Crock Pot Curry Mustard Beef Roast
Author: Amy Flory
Prep time: 20 mins
Cook time: 9 hours
Total time: 9 hours 20 mins
Traditional beef pot roast with a delicious curry twist!
  • 4-6 small red or yukon gold potatoes,peeled if desired, and quartered
  • 3 cups baby carrots, or 2 large carrots, peeled and cut into 1 inch chunks
  • 1 medium onion, cut into wedges
  • 1 1⁄2 cups beef stock
  • ½ tsp pepper
  • 3 TBSP Dijon mustard
  • 2 TBSP mild curry powder (use your favorite type of curry)
  • 2 tsp dried thyme
  • 2 tsp dried oregano
  • 1 tsp garlic powder
  • 3 lbs beef eye round
For Gravy
  • 1⁄3 cup water
  • 1⁄4 cup all-purpose flour
  • salt and pepper to taste
  1. Place potatoes and carrots in slow cooker and add beef broth.
  2. Sprinkle with pepper.
  3. In a small bowl, combine mustard, curry powder, oregano, garlic powder, and thyme to make a paste.
  4. Spread mustard mixture all over roast, and place roast on top of vegetables in slow cooker.
  5. Cover and cook on low for 8-10 hours.
  6. When vegetables are cooked and meat is fork tender, remove roast to a platter.
  7. Scoop out vegetables and place around roast on platter. Cover platter with foil to keep warm.
For Gravy
  1. Pour juices from slow cooker through a strainer into a saucepan to remove any chunks.
  2. In a small bowl, combine water and flour, and whisk until smooth.
  3. Pour flour mixture into saucepan and stir well.
  4. Over medium high heat, bring to a boil, stirring frequently, until desired thickness.
  5. Salt and pepper to taste, and serve over meat and vegetables.
I used honey mustard because that's what we had. With about an hour left, I tried this and couldn't taste the curry as much as I wanted to, so I put about 2 to 3 tbsp of chili with garlic sauce and about 2 tsp of green curry paste. It came out delicious with a hint of spice but so yummy and such a different type of roast. I thought later this would have been great chunked up with ramen noodles and green onion. Yummy!

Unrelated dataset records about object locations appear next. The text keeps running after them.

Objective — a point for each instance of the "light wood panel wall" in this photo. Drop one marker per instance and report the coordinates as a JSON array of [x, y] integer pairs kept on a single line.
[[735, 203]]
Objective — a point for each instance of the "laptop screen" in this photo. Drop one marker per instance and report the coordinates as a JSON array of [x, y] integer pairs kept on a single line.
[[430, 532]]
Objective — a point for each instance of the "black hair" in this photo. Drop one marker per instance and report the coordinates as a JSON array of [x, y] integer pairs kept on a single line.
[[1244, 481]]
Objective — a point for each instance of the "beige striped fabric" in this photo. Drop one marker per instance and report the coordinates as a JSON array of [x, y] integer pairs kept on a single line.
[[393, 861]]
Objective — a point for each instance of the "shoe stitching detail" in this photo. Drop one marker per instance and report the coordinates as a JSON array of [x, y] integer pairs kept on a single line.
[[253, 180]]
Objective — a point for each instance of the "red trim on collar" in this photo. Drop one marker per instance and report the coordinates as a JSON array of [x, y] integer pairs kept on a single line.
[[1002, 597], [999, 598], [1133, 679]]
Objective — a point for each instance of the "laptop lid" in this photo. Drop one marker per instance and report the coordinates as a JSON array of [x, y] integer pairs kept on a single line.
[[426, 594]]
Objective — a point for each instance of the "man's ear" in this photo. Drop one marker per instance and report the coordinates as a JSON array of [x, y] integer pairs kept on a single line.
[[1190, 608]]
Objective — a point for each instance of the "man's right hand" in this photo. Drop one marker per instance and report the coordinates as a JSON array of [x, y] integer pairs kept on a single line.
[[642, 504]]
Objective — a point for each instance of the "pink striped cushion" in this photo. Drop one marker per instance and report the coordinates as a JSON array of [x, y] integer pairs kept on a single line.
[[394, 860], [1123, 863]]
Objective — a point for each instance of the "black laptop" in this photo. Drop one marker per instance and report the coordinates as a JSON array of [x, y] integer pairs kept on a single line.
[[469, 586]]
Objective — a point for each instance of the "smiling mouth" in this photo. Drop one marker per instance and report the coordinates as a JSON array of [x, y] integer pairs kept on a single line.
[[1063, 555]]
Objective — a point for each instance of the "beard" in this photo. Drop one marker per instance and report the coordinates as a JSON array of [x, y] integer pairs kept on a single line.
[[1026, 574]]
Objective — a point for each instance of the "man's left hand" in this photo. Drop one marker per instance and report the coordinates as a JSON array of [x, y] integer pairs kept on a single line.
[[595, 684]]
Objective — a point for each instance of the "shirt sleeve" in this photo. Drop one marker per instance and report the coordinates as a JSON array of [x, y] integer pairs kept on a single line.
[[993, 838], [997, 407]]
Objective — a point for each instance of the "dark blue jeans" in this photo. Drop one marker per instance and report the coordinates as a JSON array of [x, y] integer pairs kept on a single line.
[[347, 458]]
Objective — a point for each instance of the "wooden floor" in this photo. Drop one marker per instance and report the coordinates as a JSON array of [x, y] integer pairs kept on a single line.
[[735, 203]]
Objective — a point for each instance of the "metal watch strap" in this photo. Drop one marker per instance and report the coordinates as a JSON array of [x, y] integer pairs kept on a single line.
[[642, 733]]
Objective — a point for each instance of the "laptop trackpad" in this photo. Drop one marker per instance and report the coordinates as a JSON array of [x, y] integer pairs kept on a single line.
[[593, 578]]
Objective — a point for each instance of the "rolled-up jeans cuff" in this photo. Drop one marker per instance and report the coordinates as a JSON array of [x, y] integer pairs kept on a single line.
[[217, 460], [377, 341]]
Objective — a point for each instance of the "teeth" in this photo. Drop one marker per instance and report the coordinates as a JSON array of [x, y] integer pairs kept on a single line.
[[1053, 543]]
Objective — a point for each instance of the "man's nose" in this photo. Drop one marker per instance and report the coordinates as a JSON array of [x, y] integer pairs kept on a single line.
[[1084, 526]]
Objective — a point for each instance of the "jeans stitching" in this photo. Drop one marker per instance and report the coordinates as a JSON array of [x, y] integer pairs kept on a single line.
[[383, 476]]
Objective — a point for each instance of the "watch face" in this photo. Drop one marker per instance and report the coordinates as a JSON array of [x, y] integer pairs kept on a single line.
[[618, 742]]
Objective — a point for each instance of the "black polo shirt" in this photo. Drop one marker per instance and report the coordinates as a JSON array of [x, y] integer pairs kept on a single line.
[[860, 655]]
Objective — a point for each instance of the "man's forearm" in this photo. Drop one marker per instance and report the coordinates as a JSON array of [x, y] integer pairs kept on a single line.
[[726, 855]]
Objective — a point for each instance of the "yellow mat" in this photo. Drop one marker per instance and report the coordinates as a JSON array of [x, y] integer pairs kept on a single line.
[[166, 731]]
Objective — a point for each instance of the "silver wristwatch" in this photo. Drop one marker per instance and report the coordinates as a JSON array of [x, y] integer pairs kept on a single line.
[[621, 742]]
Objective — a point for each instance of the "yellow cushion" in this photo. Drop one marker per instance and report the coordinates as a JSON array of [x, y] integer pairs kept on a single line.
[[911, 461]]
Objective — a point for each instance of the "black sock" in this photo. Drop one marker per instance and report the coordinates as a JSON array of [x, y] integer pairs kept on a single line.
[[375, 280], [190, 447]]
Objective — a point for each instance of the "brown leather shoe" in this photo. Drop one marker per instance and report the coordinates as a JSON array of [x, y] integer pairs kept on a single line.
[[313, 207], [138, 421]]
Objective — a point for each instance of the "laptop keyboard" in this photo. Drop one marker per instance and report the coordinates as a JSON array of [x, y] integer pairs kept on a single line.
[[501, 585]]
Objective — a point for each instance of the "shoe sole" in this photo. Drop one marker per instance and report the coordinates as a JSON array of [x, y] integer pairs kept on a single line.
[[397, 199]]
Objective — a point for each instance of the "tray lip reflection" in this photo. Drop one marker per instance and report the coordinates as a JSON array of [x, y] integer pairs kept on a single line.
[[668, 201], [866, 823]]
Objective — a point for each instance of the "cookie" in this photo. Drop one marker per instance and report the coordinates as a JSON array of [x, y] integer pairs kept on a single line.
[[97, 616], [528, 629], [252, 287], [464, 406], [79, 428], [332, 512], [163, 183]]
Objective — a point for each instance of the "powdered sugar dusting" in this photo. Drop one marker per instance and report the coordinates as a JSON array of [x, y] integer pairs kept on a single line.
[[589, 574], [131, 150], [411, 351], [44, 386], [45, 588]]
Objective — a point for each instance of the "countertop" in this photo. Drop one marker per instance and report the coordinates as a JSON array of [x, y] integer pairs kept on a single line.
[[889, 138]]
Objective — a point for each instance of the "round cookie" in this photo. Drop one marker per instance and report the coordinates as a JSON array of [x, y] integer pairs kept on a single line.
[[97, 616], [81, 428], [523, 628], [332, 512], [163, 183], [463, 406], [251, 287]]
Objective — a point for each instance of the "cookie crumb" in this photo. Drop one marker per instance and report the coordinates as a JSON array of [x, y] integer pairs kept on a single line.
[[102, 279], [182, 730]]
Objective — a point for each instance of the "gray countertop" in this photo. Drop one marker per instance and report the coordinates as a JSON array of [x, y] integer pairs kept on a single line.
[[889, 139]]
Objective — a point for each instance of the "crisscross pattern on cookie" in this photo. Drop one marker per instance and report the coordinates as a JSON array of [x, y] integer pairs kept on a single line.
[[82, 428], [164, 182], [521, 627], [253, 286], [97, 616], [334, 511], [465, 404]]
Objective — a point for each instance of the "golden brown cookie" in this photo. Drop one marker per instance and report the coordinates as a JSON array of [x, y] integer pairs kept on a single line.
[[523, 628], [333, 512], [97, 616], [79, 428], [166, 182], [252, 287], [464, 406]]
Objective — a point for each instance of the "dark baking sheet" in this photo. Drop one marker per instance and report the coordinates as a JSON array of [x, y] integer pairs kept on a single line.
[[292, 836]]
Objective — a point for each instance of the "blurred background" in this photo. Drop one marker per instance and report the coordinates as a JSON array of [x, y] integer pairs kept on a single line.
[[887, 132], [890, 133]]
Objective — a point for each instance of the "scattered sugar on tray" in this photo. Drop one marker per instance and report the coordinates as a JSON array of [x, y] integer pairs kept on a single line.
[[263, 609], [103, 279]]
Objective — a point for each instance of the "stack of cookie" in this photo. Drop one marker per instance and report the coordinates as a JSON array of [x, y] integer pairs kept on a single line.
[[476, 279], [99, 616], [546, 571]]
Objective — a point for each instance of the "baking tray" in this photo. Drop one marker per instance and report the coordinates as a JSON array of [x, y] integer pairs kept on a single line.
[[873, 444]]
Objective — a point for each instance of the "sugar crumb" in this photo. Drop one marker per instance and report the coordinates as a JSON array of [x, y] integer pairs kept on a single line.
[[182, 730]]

I was pleasantly surprised with how this turned out. Instead of roast, I used stew meat. Otherwise I followed the recipe almost exactly, adding a just touch more curry and salt. After nearly 10 hours on low, the meat was so tender that it entirely fell apart when I stirred it before serving. Our meal looked like prison food, but the flavor was amazing! I loved the seasoning combo in this recipe and will definitely use it again, with either a roast or stew meat! Yum.

We really enjoyed this very different roast flavor, and the gravy with the mustard/curry flavor combo was amazing. I used tiny, new potatoes, and followed the recipe exactly. I will do this again!! It almost rivaled our Crock Pot Mississippi Roast. (Do I dare say that?)

We all enjoyed this roast, and liked the interesting twist on traditional pot roast. The curry added a nice layer of complexity, and wasn't at all spicy for the kids. My husband would have liked a stronger curry flavor, so if you are like him, you may want to add an extra tablespoon or two of the curry powder.